Another resident expressed similar feelings regarding the township’s proactive approach in addressing residents’ concerns.
“I’m happy to see the town has 2024-01 on the agenda tonight regarding the trucks on Lexington Avenue,” Christine Esposito of Behnert Place said. “It appears you’re going to address some of the major concerns that residents in the 750 Walnut area, specifically Lexington Avenue, have had for years and are dealing with right now. We know this will be compounded by the site’s ongoing construction and the eventual occupancy. I appreciate the township is being proactive about this traffic-mitigation effort.”
“The residents of Behnert Place voiced concerns about the impact of traffic and public safety due to the driveway relocation of 750 Walnut to align with our street. I’m speaking on behalf of myself and my neighbors when I say I believe an intervention is needed on Behnert Place in order to mitigate new traffic from and/or into the 750 residence on Behnert,” Ms. Esposito continued. “We see this as a necessary step to take in the immediate future and is not something that should only be considered after occupancy.”
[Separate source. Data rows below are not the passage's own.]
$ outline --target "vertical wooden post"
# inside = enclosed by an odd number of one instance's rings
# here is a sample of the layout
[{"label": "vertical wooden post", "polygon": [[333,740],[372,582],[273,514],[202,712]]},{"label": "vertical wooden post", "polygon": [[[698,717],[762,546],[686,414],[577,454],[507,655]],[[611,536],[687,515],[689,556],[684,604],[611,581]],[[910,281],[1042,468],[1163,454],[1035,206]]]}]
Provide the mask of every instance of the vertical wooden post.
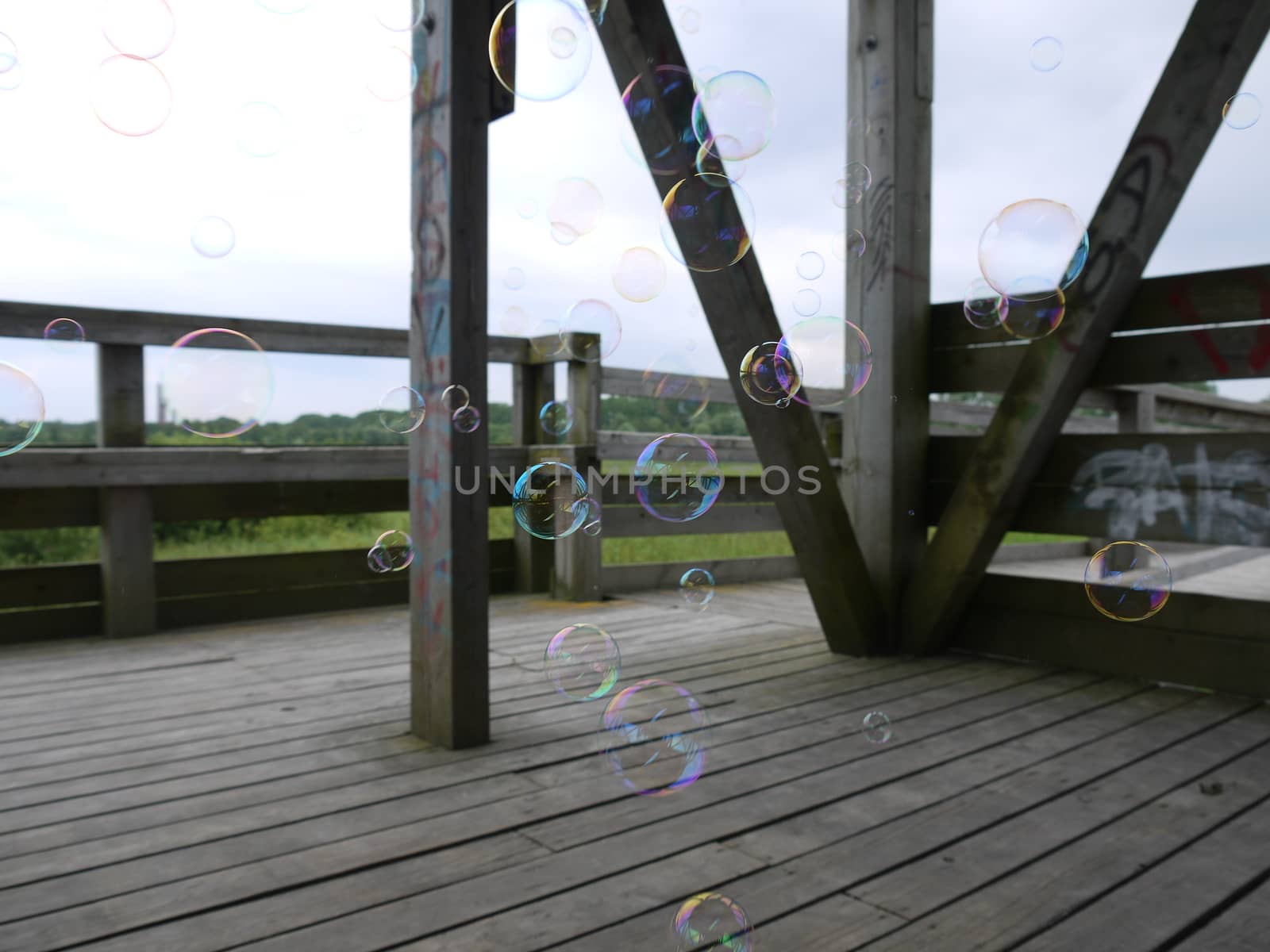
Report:
[{"label": "vertical wooden post", "polygon": [[[555,399],[554,363],[518,363],[512,366],[512,443],[531,447],[544,440],[538,411]],[[537,459],[526,459],[526,468]],[[516,546],[516,590],[523,594],[551,588],[551,543],[533,538],[513,527]]]},{"label": "vertical wooden post", "polygon": [[410,377],[433,411],[410,438],[410,729],[447,748],[489,740],[488,428],[439,411],[450,383],[486,409],[489,25],[485,4],[429,0],[414,32]]},{"label": "vertical wooden post", "polygon": [[[98,344],[99,447],[146,443],[142,348]],[[144,486],[100,490],[102,628],[107,637],[155,631],[154,506]]]},{"label": "vertical wooden post", "polygon": [[[848,256],[847,320],[872,345],[872,374],[842,411],[841,485],[898,644],[900,595],[926,546],[930,437],[931,0],[851,0],[847,159],[872,173],[847,209],[865,253]],[[850,341],[848,341],[850,350]]]}]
Ms. Esposito asked the council how the proposed ordinance came to be and what changes would need to take place in order to have a local street formally requested and explored in a similar manner.
“There will be work done on the berm and that includes extensive landscaping across the top,” Mayor Andrews said. “There’s a picture online showing you that the berm elevation will stay the same and it will be even more extensive than the original proposal since trees came down when they weren’t supposed to.”
Mayor Andrews explained that the ordinance originated because of a truck on Lexington Avenue that had gone up onto a resident’s property. Large trucks were already not allowed on the other side of Lexington.
“I’ll be honest with you about Behnert,” Mayor Andrews said. “There really isn’t a formal process in place for something like that.”